According to the Center for Disease Control, the average life expectancy for a person living in the United States is 78.6 years. Women on average live slightly longer than men. Our own mortality is not something most people think about on a daily basis. However, it is something that bubbles up in our consciousness from time to time.

 

Sometimes the death of a famous person who was a contemporary of ours will trigger the thought that someday we will be gone. Even a major purchase like that of a new roof can trigger a reality check. Do you want a roof that is guaranteed for 50 years or will you spend less and get the 30-year roof? A near miss with an illness of your own or a friend’s experience with an illness can be a reality check. At times like these, people understand the fragile nature of life.

 

When the thought that you will one day die hits you, most people start to consider their preparedness. Have you and your spouse talked about and made the decisions that will assure arrangements go smoothly? Will your children have the same idea of what you would like done?
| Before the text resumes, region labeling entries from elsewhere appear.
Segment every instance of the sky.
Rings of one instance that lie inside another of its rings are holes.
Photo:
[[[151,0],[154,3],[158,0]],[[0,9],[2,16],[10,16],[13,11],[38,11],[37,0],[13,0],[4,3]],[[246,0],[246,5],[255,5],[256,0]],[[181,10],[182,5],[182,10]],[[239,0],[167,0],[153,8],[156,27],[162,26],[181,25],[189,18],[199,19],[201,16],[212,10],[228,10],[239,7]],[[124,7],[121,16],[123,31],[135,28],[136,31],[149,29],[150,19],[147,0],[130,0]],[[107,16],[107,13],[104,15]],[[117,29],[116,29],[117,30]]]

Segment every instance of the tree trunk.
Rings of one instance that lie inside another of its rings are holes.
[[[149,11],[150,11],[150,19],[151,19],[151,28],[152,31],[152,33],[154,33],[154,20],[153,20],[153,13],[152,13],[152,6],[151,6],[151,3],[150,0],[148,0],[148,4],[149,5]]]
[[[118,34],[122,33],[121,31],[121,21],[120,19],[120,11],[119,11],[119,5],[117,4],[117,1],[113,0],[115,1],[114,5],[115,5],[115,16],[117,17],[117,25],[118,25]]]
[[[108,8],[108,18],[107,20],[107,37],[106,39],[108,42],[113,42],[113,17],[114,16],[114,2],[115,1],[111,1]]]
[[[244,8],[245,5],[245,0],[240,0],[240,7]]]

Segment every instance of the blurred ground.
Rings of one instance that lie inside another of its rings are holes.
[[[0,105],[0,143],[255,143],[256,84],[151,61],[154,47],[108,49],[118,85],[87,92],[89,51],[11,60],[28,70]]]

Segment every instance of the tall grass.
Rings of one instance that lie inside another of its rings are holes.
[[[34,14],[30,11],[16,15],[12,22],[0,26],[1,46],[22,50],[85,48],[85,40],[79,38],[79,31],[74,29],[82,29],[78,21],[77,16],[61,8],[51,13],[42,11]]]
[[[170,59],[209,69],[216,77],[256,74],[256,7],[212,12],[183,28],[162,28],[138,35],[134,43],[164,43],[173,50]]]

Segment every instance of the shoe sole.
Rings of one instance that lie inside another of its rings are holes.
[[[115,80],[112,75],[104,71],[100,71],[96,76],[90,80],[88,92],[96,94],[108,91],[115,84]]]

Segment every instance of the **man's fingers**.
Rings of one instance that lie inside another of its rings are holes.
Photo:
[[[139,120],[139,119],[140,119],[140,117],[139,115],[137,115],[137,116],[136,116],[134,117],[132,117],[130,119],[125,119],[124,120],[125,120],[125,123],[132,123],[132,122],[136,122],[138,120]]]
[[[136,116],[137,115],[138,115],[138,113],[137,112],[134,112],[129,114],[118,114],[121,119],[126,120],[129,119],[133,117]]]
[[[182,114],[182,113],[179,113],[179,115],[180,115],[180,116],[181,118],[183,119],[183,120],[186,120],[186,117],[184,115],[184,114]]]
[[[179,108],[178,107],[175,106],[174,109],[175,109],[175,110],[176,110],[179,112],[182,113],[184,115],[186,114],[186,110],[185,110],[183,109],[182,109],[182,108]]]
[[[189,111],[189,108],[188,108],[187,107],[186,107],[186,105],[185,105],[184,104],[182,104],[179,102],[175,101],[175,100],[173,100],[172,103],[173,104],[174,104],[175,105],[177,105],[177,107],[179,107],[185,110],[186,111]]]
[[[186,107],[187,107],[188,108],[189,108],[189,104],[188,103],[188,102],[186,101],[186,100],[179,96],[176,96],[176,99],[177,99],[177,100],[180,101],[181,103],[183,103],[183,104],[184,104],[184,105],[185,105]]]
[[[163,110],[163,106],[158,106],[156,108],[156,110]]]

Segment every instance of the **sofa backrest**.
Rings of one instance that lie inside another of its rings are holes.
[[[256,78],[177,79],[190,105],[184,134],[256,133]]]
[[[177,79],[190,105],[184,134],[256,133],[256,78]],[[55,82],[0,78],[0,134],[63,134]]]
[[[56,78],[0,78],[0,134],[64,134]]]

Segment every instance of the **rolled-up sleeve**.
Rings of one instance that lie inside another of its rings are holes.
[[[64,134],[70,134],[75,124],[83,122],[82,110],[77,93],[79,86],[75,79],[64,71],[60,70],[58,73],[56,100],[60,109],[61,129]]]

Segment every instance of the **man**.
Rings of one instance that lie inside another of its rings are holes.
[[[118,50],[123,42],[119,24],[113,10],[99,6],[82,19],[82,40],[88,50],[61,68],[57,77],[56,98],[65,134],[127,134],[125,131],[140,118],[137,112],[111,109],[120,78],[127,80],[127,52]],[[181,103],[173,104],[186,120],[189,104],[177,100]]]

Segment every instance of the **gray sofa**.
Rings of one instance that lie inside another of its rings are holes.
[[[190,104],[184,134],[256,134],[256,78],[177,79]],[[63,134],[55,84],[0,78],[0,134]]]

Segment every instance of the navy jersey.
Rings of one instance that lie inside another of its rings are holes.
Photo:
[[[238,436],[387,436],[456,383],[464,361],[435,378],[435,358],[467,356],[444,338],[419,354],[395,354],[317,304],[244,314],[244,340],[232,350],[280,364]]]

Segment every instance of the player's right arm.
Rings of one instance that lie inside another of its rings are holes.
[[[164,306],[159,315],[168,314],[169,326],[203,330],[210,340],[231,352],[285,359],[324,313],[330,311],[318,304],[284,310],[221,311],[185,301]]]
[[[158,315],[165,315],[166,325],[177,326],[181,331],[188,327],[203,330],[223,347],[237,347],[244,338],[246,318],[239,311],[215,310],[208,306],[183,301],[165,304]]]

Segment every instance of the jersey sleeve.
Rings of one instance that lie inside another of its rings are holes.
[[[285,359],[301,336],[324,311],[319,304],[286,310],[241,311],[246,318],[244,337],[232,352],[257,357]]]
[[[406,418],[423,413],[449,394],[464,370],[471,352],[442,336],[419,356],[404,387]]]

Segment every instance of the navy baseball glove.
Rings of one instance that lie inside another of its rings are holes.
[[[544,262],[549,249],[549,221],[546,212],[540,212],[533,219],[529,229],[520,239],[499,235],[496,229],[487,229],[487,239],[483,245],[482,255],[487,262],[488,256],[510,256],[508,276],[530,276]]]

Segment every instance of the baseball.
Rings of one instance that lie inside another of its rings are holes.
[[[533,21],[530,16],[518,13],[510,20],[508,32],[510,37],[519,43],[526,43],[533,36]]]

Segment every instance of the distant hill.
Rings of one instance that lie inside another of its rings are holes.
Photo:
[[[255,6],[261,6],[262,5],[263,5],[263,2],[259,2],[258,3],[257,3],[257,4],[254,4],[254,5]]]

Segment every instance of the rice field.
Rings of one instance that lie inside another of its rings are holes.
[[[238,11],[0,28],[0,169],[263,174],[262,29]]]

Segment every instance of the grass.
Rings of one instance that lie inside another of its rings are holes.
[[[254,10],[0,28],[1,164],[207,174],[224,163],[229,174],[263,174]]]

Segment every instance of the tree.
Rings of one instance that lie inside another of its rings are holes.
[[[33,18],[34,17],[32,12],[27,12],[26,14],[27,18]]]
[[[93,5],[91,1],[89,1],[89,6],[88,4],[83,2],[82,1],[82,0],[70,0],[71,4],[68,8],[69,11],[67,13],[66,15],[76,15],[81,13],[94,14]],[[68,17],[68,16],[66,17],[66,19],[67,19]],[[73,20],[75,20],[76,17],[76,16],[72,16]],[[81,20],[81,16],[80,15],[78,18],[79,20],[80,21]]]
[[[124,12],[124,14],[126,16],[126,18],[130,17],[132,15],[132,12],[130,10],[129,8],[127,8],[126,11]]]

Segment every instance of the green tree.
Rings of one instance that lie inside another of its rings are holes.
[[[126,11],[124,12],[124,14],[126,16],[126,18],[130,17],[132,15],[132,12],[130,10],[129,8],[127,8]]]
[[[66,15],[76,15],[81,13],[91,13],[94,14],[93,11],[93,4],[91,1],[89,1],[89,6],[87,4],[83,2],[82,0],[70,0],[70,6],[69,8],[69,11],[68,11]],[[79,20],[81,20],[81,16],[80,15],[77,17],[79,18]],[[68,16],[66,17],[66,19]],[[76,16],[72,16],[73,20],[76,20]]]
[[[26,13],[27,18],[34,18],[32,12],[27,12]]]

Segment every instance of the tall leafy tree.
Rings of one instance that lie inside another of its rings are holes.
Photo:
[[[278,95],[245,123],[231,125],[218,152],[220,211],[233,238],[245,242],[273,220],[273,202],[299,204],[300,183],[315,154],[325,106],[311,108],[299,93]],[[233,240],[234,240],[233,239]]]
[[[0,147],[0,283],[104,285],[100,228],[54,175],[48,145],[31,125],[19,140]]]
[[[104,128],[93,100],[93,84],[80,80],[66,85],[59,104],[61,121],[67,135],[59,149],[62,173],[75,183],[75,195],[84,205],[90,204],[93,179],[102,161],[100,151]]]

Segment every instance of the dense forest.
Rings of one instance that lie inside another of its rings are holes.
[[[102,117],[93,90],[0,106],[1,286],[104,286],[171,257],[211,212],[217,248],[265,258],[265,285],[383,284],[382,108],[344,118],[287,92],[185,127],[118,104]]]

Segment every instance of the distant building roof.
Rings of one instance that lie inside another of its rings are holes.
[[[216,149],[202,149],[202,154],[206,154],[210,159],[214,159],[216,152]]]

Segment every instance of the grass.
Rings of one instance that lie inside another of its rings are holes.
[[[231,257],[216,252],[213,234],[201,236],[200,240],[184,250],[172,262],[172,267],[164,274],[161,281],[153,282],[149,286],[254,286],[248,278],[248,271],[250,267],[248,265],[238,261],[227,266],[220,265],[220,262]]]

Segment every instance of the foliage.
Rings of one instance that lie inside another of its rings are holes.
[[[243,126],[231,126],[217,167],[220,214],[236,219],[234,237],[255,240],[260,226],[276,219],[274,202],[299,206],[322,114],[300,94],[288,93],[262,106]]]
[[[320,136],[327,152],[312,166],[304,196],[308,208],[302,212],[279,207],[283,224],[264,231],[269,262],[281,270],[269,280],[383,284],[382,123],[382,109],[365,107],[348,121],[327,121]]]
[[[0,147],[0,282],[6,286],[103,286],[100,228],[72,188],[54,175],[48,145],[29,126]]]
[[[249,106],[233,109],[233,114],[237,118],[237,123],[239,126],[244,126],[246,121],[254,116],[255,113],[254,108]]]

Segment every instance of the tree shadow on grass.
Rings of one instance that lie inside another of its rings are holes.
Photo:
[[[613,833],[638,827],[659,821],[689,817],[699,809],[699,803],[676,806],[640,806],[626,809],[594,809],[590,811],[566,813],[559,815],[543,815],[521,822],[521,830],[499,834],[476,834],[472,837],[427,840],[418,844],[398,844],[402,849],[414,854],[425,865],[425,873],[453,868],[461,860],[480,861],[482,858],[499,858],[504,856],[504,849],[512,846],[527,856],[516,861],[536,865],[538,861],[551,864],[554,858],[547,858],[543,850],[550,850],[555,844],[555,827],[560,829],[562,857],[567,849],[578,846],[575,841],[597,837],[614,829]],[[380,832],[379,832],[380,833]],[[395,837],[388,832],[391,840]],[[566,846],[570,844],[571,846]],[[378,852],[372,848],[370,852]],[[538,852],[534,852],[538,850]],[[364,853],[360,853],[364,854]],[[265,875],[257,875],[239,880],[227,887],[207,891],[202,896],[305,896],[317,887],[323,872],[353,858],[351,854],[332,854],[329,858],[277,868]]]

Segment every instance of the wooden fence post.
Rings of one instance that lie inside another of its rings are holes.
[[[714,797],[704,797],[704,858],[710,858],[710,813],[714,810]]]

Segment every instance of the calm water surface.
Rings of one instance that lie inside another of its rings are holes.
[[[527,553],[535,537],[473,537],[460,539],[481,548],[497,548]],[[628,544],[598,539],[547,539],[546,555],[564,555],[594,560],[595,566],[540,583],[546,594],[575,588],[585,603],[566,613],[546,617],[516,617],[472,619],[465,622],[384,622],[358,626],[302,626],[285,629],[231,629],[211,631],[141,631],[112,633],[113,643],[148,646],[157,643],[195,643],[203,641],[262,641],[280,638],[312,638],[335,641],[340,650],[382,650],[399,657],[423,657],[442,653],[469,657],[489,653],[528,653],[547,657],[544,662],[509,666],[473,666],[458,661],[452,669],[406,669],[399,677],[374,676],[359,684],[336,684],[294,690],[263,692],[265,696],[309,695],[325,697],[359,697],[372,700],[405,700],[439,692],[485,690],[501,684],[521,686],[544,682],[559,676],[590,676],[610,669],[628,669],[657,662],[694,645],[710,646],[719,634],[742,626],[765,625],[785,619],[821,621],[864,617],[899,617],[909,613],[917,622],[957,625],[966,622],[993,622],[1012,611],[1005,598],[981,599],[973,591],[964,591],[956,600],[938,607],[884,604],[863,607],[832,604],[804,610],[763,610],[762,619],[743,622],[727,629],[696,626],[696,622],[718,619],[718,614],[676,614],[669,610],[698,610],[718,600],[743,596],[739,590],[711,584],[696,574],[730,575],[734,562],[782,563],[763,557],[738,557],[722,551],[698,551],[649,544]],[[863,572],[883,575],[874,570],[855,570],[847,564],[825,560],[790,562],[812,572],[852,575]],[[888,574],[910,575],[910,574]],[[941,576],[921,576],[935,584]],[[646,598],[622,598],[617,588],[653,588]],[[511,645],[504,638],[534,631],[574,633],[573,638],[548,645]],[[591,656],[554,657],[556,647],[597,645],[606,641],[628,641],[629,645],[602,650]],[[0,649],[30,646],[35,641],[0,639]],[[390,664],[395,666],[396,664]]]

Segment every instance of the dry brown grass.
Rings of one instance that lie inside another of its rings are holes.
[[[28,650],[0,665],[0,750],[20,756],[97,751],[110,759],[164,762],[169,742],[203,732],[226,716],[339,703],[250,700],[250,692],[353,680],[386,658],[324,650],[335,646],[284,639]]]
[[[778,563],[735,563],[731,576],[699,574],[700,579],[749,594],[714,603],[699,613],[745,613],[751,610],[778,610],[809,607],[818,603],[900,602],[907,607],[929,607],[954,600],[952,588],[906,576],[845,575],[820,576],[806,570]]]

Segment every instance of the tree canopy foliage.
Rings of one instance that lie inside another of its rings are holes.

Or are they all singing from different song books?

 

How many times have you thought about doing something about your level of preparedness? How many times have you let that thought go without taking action? It is easy to procrastinate about getting your funeral arrangements in order, written down at the funeral home of your choice, and informing your children of your plan. After all, it is the last thing you need to do. Really, the last.

 

However, it won’t be the thing you want to do when you get to the end. No one is guaranteed of advance notice of their death. For some it is sudden and unexpected. The thing is, it is much easier to get this little job done than most people think.

 

The funeral home of your choice has a person on staff who is designated to help people of all ages plan their funeral in advance. There is usually no cost for this consultation.  Getting a plan in place is a great relief for you and it is a thoughtful gift for your family.  When you die, deciding what should be included in your funeral will not be something your family wants to do either, but they will have no choice. They will appreciate your kindness toward them if you have provided them with guidance.

 

The year is drawing to a close. Perhaps it is finally time to make the call and set up a time to meet with the advance planning professional at the funeral home of your choice.

The process is easy. Nearly every person who makes the call ends their time with the advance planner by expressing relief and commenting, “this was so much easier than I expected.”